También Convergència y Unió busca -es difícil decir si juntas o por separado- su lugar en la nueva geometría política catalana. Han perdido el gobierno de la Generalitat, con el que llegaron a confundirse, y también la llave de la mayoría parlamentaria en el Congreso de los Diputados (les queda el Senado...), pero lo que más obsesiona a sus dirigentes es la temible competencia de Esquerra Republicana y cómo hacerle frente, si desde la confrontación o la complicidad. Con todo, hay una llave que Artur Mas y Josep Antoni Duran Lleida sí conservan, y es la de la mayoría calificada necesaria para que el Parlament de Catalunya apruebe la mejora del autogobierno: sin CiU, no habrá nuevo Estatut. Es una buena baza, desde luego, aunque peligrosa, y debe ser manejada con sumo cuidado; un poco al estilo del maletín nuclear de las potencias atómicas, no se trata tanto de usarla como de exhibirla para hacerse valer.
En el reverso de la moneda nacionalista, Esquerra saborea aún su llegada al poder y se aclimata a él sin otras complicaciones que las derivadas de la crisis del pasado enero: el hecho de que su líder social y electoral, Carod Rovira, deba permanecer fuera del Gobierno catalán.

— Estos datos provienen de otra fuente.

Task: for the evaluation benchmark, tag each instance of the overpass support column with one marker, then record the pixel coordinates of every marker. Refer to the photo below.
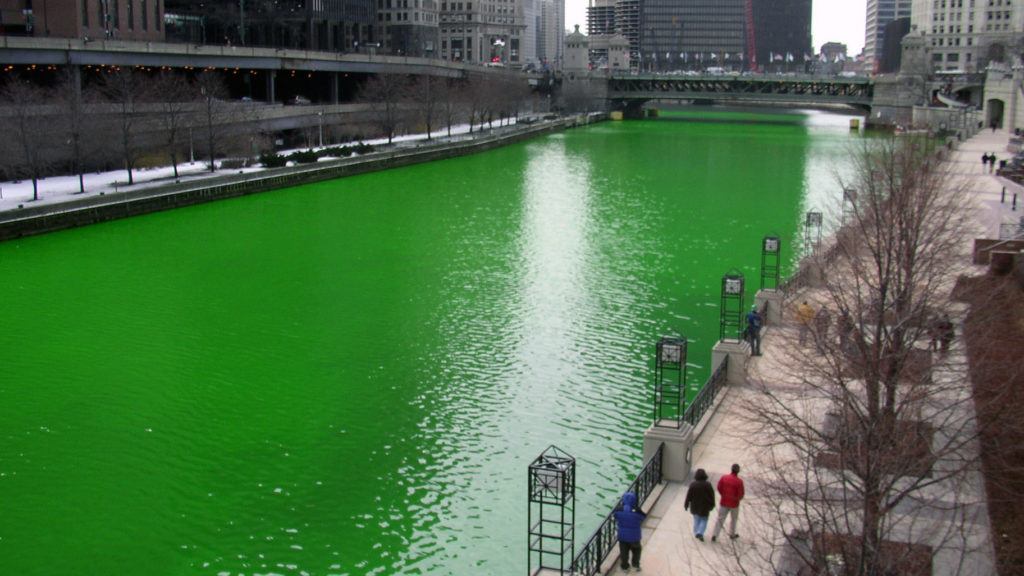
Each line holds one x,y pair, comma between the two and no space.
271,81
633,110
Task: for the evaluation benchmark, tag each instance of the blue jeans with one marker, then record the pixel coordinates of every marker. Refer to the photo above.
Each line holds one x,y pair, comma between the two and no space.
624,553
699,524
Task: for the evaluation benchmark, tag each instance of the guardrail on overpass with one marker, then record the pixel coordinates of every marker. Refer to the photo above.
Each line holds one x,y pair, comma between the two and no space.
809,89
62,51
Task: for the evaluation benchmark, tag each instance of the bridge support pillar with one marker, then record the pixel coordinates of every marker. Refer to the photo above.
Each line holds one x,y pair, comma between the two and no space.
633,110
334,87
271,80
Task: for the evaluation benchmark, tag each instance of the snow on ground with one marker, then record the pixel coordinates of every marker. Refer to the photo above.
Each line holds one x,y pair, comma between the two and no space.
58,189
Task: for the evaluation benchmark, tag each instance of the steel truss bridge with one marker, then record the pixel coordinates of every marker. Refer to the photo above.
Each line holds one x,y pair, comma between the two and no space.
632,91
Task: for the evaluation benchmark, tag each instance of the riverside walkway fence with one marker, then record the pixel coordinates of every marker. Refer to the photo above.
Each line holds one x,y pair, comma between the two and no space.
30,219
593,554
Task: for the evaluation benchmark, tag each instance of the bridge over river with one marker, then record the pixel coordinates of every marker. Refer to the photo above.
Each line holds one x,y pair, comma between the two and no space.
631,92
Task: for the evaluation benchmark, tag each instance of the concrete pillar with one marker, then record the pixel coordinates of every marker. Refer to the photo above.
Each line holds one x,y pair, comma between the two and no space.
736,352
678,446
774,300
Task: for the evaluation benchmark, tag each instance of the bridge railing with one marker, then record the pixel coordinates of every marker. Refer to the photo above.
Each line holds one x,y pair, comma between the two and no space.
589,560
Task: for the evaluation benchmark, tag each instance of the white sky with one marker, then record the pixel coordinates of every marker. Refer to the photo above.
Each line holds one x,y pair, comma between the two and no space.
832,21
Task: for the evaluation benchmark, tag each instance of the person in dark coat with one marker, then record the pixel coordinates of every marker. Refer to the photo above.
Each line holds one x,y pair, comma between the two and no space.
630,519
700,501
754,324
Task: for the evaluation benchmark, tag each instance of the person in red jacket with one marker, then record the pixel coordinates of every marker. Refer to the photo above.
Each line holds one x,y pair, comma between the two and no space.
731,489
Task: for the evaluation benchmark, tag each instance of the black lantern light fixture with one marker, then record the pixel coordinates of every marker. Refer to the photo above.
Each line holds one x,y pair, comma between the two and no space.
771,253
812,232
732,306
552,511
670,382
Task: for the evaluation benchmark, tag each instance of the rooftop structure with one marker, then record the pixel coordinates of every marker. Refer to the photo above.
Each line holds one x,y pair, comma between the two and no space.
880,13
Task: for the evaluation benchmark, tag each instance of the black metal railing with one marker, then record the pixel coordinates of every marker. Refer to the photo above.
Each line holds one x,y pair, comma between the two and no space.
705,399
588,562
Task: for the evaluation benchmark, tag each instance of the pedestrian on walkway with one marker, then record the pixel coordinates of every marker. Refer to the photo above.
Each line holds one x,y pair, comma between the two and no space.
846,329
822,321
630,519
944,332
731,490
700,501
805,316
754,324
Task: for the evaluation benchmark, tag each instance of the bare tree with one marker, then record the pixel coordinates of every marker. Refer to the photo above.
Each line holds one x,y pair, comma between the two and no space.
212,93
78,123
176,97
125,87
27,128
450,103
477,92
385,93
427,92
873,436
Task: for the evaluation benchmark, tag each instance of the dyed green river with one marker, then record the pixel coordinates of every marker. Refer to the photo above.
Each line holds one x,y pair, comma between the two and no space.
352,377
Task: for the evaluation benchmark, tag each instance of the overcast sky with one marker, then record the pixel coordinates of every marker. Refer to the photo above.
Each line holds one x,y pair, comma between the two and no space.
833,21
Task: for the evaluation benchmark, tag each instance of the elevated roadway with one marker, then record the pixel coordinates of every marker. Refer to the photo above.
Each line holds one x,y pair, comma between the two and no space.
632,91
64,51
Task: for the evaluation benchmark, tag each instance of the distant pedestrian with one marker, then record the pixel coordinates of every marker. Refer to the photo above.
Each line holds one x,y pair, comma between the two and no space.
754,324
630,519
846,329
805,316
700,501
731,490
822,321
944,333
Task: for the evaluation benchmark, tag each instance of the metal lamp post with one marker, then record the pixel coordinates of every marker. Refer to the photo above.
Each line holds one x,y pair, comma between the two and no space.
732,306
552,511
812,232
670,382
771,254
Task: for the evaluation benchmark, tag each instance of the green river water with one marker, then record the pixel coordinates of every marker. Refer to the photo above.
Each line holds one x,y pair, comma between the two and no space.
351,377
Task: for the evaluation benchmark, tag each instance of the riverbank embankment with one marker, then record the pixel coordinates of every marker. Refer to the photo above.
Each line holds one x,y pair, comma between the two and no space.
27,218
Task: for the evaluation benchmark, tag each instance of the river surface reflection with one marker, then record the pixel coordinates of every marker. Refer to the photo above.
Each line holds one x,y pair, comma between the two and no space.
351,377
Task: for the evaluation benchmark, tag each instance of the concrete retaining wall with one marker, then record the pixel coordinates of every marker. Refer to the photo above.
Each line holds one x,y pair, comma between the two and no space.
87,210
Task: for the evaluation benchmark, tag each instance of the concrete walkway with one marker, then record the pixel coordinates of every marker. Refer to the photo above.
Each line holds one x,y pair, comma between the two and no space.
670,546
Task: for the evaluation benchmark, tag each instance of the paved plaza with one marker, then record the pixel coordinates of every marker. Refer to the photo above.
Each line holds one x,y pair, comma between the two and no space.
670,546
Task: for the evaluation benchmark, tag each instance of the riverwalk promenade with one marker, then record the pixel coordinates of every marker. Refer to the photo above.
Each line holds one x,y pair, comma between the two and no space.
670,547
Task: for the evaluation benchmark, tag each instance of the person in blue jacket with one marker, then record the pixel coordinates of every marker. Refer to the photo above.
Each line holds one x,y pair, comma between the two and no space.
629,518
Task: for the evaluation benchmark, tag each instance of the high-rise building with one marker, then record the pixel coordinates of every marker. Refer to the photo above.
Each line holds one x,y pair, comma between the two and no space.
408,28
782,34
667,35
123,19
880,13
680,34
965,35
551,46
482,31
307,25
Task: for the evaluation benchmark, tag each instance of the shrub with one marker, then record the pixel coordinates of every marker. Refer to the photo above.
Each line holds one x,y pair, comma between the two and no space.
272,160
303,157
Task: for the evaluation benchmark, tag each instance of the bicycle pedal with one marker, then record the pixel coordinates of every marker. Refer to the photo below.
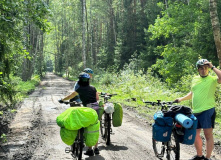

Inevitablemente, ERC afronta el proceso neoestatutario con un ojo puesto en Convergència i Unió -acampan en la frontera común muchos cientos de miles de votantes- y sujeta a una tensión táctica entre los compromisos del tripartito y la tentación de la surenchère, de la puja entre nacionalistas. Pero es que, además del Estatut, también figura en el menú de la legislatura otro asunto estratégico, la nueva ley electoral catalana, y ahí es muy posible que los intereses de los republicanos entren en colisión con los de sus socios, PSC e Iniciativa. Alguna escaramuza verbal ha habido ya, que el consejero Saura se apresuró a enfriar.
Pieza menor de la coalición de gobierno, Iniciativa per Catalunya Verds ha sido también hasta ahora tal vez la más eficiente, discreta y pacificadora. Pero ello no significa que la izquierda verde y alternativa no tenga su propio perfil programático, o que no quiera afirmarlo, y, a medida que el Ejecutivo de Maragall alcance su velocidad de crucero -verbigracia, con los primeros presupuestos no prorrogados-, temas como las infraestructuras viarias y las opciones energéticas o hidrológicas pueden levantar ampollas.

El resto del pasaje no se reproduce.